Gurudas Pai reported the same bug on NFS.
The reason is, unmap_mapping_range() is not prepared for more than
one concurrent invocation per inode. For example:
thread1: going through a big range, stops in the middle of a vma and
stores the restart address in vm_truncate_count.
thread2: comes in with a small (e.g. single page) unmap request on
the same vma, somewhere before restart_address, finds that the
vma was already unmapped up to the restart address and happily
returns without doing anything.
Another scenario would be two big unmap requests, both having to
restart the unmapping and each one setting vm_truncate_count to its
own value. This could go on forever without any of them being able to
finish.
Truncate and hole punching already serialize with i_mutex.
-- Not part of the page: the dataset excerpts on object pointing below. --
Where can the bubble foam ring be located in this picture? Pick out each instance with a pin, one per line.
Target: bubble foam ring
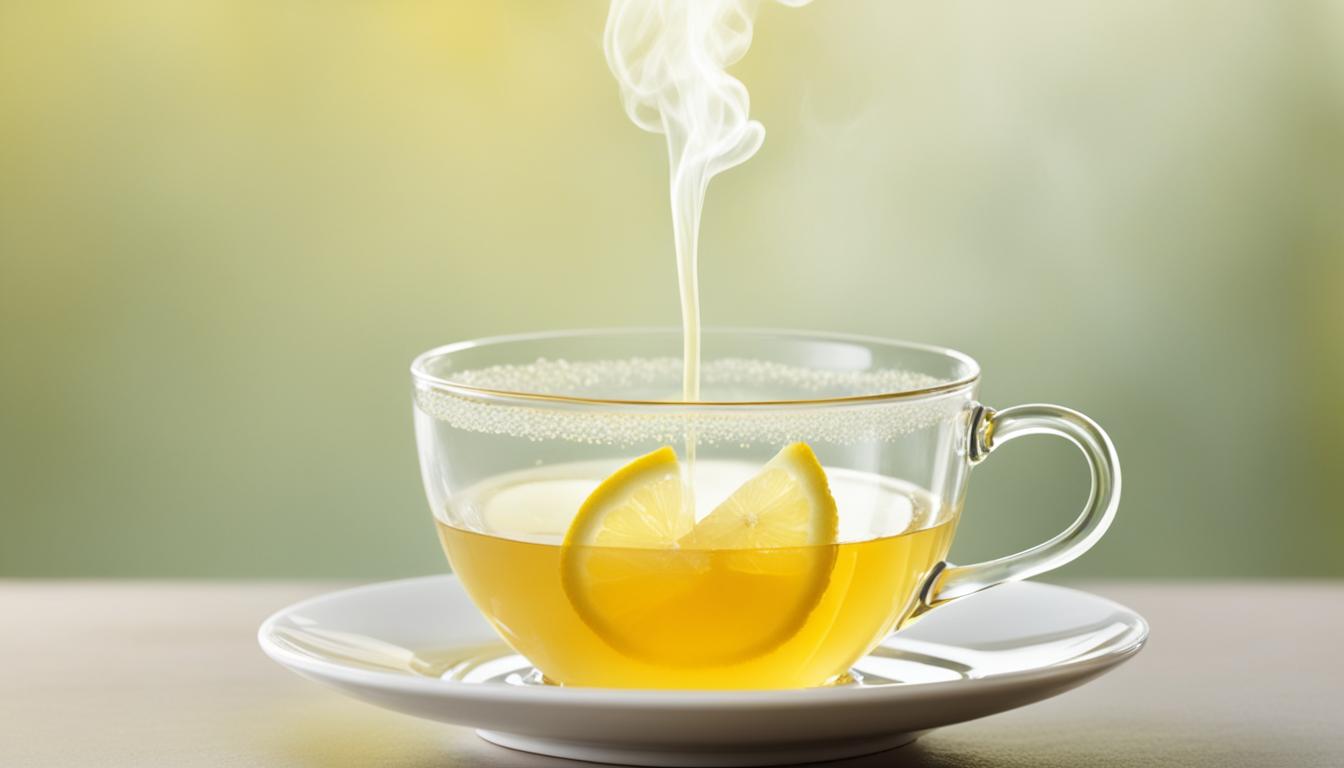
(597, 424)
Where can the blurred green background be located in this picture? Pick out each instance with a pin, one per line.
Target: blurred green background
(227, 226)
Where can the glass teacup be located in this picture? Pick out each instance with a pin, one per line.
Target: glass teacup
(522, 436)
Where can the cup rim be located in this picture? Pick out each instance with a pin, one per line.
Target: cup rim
(421, 374)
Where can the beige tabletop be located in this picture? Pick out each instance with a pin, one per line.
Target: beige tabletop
(114, 674)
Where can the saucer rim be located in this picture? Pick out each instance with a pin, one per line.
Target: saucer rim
(674, 698)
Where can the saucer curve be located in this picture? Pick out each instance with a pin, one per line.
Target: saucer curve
(418, 646)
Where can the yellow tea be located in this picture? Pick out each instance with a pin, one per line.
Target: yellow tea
(686, 618)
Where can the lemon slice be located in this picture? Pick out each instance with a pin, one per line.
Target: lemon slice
(637, 506)
(786, 505)
(729, 589)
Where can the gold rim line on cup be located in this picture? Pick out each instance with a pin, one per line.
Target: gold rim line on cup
(418, 371)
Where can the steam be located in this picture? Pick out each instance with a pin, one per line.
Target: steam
(671, 59)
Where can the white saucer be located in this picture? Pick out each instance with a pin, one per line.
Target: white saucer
(420, 647)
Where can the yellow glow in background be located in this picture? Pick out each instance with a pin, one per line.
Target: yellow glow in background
(226, 227)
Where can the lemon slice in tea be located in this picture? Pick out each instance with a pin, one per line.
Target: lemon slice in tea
(729, 589)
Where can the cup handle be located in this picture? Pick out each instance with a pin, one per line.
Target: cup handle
(988, 429)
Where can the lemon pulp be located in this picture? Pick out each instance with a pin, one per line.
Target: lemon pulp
(660, 588)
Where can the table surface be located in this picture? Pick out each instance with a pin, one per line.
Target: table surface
(133, 673)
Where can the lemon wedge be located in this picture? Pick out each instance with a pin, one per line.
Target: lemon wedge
(731, 588)
(786, 505)
(637, 506)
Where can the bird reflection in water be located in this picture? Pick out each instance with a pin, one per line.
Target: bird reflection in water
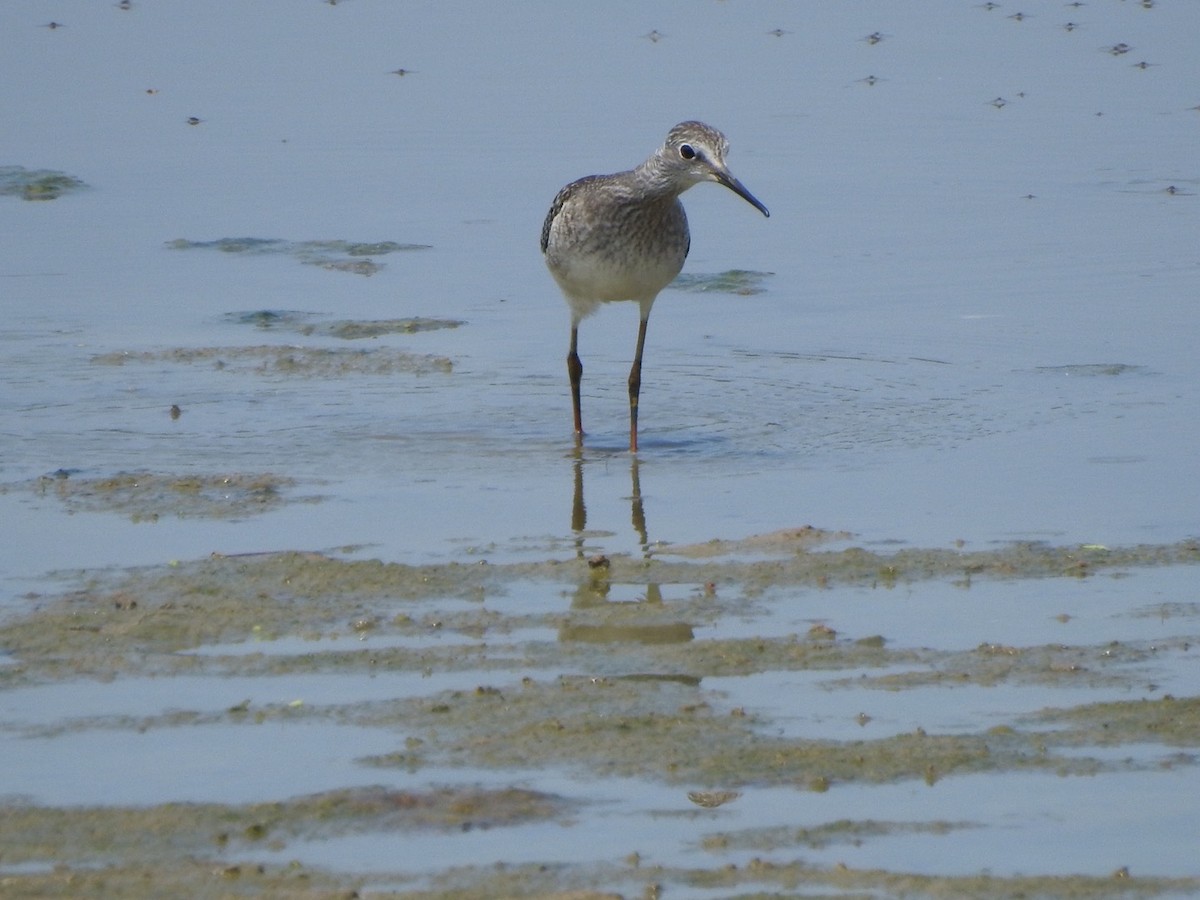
(594, 589)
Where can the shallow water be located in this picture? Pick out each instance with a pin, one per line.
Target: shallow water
(969, 323)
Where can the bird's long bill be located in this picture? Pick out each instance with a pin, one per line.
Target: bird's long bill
(731, 183)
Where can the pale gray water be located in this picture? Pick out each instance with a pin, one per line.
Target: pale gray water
(979, 322)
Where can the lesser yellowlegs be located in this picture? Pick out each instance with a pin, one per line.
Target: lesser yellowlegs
(624, 237)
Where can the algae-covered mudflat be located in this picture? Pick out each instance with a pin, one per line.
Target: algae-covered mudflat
(467, 697)
(309, 589)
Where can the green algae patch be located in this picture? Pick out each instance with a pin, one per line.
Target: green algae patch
(36, 184)
(100, 834)
(676, 732)
(354, 257)
(735, 281)
(1171, 721)
(635, 701)
(288, 361)
(303, 323)
(203, 847)
(844, 831)
(148, 497)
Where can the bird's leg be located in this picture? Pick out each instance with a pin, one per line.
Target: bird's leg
(575, 370)
(635, 385)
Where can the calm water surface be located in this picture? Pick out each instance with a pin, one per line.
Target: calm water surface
(978, 322)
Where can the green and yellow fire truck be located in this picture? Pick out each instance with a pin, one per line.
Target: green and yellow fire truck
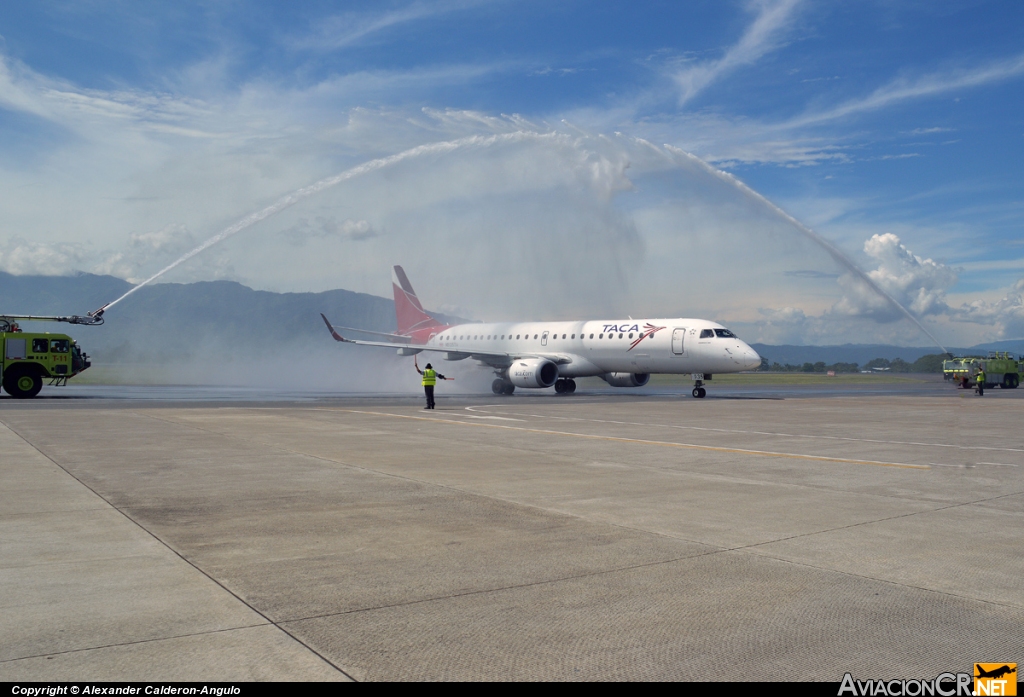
(28, 358)
(1000, 369)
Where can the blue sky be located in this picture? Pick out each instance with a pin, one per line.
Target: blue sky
(132, 132)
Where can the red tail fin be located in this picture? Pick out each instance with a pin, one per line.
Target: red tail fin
(408, 309)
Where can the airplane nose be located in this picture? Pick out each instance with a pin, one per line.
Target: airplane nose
(751, 359)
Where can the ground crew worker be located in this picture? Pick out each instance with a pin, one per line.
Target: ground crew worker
(430, 378)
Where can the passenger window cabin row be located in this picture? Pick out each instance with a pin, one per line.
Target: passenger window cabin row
(536, 336)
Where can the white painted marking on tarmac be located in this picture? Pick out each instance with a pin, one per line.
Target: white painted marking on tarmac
(641, 441)
(760, 433)
(469, 416)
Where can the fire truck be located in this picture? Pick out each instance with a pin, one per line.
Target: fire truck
(1000, 369)
(29, 358)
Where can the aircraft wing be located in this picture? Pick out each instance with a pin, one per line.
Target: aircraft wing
(397, 338)
(491, 357)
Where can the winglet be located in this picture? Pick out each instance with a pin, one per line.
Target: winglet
(337, 337)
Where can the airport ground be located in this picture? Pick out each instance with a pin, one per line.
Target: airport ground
(772, 531)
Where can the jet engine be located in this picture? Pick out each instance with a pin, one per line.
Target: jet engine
(626, 379)
(532, 373)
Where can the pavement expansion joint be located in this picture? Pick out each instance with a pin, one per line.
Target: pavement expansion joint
(153, 640)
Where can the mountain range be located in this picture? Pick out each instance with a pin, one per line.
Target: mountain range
(185, 321)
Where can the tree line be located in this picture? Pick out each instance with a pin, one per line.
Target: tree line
(929, 363)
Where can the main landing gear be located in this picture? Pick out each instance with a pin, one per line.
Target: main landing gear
(564, 386)
(502, 387)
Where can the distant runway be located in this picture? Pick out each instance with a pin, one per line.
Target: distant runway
(766, 532)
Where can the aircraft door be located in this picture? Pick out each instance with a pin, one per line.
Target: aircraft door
(677, 340)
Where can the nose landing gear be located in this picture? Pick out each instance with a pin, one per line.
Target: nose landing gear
(502, 387)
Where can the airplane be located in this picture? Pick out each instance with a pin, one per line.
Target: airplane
(542, 354)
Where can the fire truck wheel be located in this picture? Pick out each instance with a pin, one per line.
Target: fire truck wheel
(22, 384)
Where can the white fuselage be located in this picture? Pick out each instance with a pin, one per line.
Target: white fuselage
(598, 347)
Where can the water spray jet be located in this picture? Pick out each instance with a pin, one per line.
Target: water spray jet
(838, 255)
(306, 191)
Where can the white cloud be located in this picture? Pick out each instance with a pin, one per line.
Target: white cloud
(903, 89)
(22, 257)
(1006, 314)
(760, 38)
(920, 285)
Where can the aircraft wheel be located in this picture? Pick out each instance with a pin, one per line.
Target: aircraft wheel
(22, 384)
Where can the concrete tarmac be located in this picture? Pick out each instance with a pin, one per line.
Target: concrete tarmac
(750, 535)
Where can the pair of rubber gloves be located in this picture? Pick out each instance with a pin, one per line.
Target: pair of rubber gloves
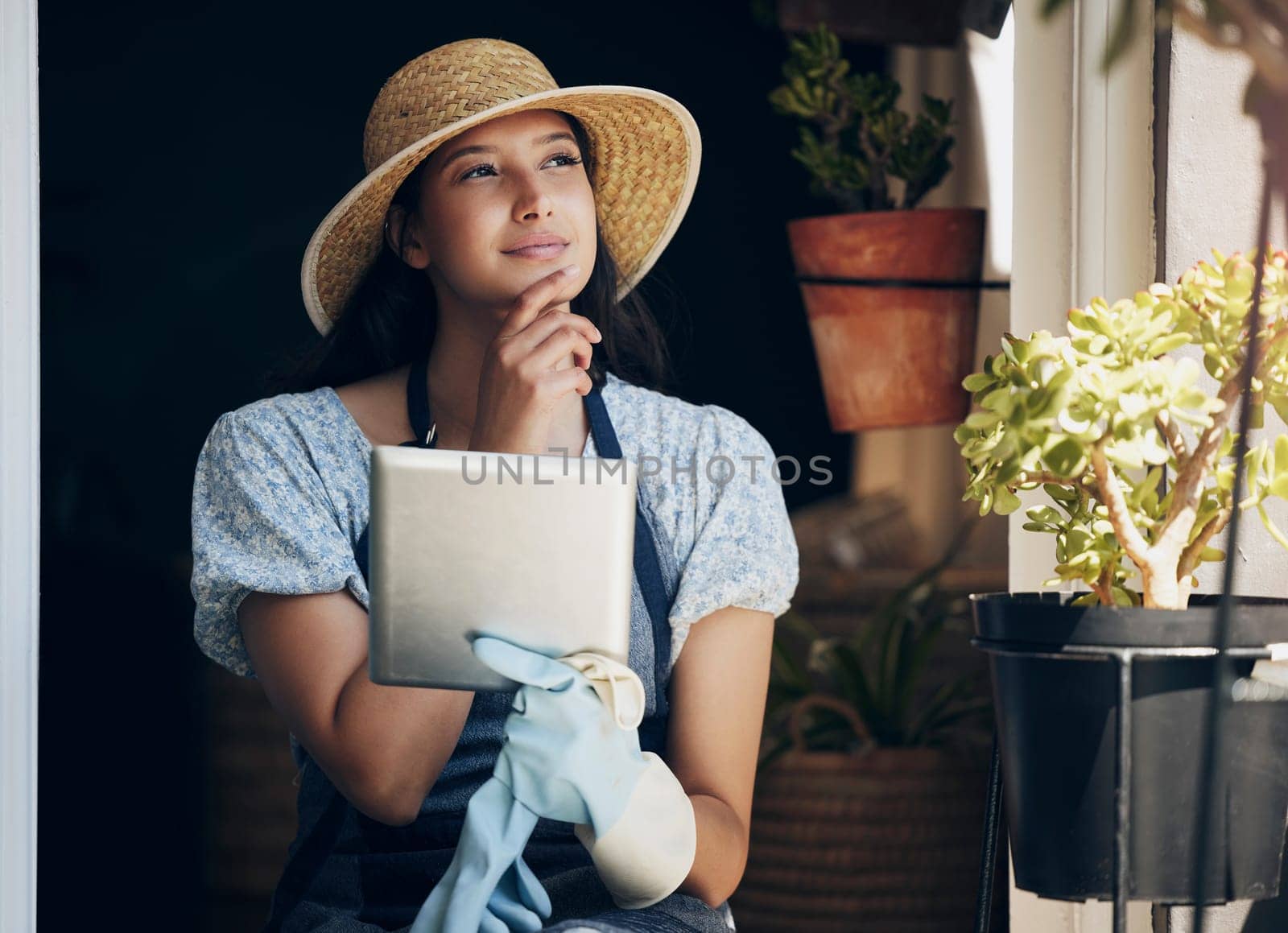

Other
callers of unmap_mapping_range() do not, and it's difficult to get
i_mutex protection for all callers. In particular ->d_revalidate(),
which calls invalidate_inode_pages2_range() in fuse, may be called
with or without i_mutex.
This patch adds a new mutex to 'struct address_space' to prevent
running multiple concurrent unmap_mapping_range() on the same mapping.
[ We'll hopefully get rid of all this with the upcoming mm
preemptibility series by Peter Zijlstra, the "mm: Remove i_mmap_mutex
lockbreak" patch in particular. But that is for 2.6.39 ]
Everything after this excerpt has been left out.